When he comes out of the closet, he’s holding one of his typical black t-shirts and a new pair of sweatpants for him.
“I would much rather you walk around like that all day,” he tells me as he hands over the shirt. Gritting my teeth, I slowly pull the shirt on, feeling the pull in my skin as I stretch my arms.
The monster takes his dirty sweatpants off and replaces them with the new ones, and together we walk downstairs. “Why don’t you sit and pick out a movie, I’ll find us something to eat.”
“That’s it? You just want a movie day?”
“No, I wanted to keep training you, but that’s probably not the best idea, considering your current state,” he answers as we reach the living room. We veer apart; me, into the living room, and him, into the kitchen.
By the time I’ve picked some action packed movie that couldn’t possibly give the monster the wrong idea, he comes waltzing back into the living room with two sandwiches on separate plates and a bowl full of popcorn.
“Thanks,” I mumble as he hands a plate to me.
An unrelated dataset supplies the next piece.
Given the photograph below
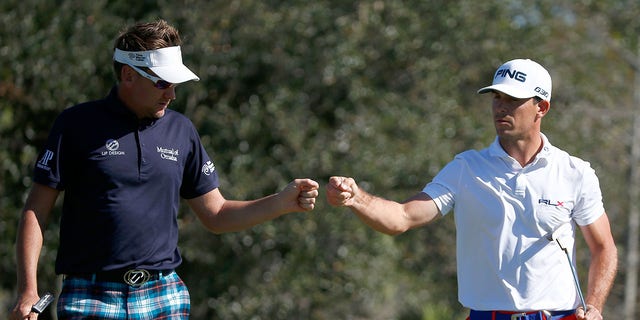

I breathe a sigh of relief as he takes the other side of the couch and places the bowl of popcorn between us.
We eat in silence as my eyes stay glued on the TV, refusing to acknowledge the monster beside me. Except, as soon as he finishes his sandwich, he places his plate on the coffee table and takes the place of the popcorn bowl, placing it on his lap instead of on the couch.
“Is this okay?” he asks. I nod and make a sound of acknowledgement, but still refuse to look at him. I don’t want him this close. Having him on the other side of the couch would be easier, or better yet, the other side of the world.
After a few minutes, he moves closer until our thighs are touching. He’s acting like a nervous highschool boy on his first date, trying to figure out how to be cool about putting his arm around me. The thought makes me laugh, and from the corner of my eye, I see him look over at me.
Out of nowhere, or maybe it was built up since I wasn’t really paying attention, two characters on the screen go at it against a wall. Mouths war against each other, clothes go flying, and the tension in this living room thickens until it’s hard to breathe.